The Okayama University of Science announced on September 28 the discovery of an enormous footprint of a dinosaur in Mongolia’s Gobi Desert. The footprints are believed to be of a dinosaur which roamed in these parts some 70 million years ago.
The discovery was made by a joint team of researchers from the Institute of Paleontology and Geology of the Mongolian Academy of Sciences and the Okayama University of Science. The dinosaur print was bigger than 100 cm and could be termed as the rarest of the rare find.
The track was unearthed in a geological layer which dated back to the late Cretaceous period which is almost 70 to 90 million years ago. The footprint is believed to be the left hind foot of a giant plant-eating sauropod similar to Titanosaurus. This information was given by to Shinobu Ishigaki, who is the leader of the Japanese team.
The biggest prize will be a fossilized skeleton of such a dinosaur which the team is hopeful of finding eventually.
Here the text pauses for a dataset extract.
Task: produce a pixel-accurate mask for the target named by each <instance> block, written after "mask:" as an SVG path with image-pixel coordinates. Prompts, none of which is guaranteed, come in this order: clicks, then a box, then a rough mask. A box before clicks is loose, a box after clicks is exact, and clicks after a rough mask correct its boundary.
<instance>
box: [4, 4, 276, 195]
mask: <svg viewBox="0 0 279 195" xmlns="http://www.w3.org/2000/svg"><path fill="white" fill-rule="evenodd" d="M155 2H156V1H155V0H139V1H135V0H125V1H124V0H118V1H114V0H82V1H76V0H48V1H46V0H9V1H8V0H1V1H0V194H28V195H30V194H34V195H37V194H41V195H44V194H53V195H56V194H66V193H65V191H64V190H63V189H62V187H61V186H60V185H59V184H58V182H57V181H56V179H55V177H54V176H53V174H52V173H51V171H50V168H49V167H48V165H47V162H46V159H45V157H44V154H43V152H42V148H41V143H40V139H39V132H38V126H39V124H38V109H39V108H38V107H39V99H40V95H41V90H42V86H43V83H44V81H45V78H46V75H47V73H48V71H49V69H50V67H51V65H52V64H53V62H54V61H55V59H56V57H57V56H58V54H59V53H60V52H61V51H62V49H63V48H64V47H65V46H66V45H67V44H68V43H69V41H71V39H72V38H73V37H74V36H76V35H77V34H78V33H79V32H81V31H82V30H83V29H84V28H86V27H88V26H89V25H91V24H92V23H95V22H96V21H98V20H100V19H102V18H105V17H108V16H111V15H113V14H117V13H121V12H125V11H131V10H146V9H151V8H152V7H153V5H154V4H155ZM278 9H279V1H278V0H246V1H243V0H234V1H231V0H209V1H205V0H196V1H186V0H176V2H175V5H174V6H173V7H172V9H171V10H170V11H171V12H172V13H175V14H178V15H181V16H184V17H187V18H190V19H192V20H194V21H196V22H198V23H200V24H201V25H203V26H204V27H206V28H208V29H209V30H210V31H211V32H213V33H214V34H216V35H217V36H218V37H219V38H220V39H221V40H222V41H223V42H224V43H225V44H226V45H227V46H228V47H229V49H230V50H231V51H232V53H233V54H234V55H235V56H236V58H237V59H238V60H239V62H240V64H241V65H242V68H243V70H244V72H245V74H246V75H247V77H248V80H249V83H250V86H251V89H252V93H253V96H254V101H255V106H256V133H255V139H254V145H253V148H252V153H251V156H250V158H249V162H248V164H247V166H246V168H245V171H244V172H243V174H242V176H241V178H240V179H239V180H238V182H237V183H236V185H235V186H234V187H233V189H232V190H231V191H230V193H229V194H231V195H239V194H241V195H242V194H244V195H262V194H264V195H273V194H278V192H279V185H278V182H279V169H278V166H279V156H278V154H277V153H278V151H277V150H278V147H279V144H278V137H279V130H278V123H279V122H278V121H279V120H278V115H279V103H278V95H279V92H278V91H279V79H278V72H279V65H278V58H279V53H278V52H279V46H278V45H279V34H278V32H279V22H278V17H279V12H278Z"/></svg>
A whole skeleton of such a dinosaur is still to be found in Mongolia. It does not reduce the importance of the footprints which is as valuable as a fossilized bone of a dino. It will give us valuable insight into the shape of the dinosaur’s feet and the manner in which these gargantuan creatures walked.
Footprints are relevant evidence of dinosaurs, and a lot of information can be gleaned out from these footprints. Similar footprints have been seen in Morocco and France. However, the latest is perhaps the clearest with signs of nails. Most footprints are fuzzy, but this discovery is very important because the shape of the claw is clearly visible and so is the sole of the dinosaur’s foot.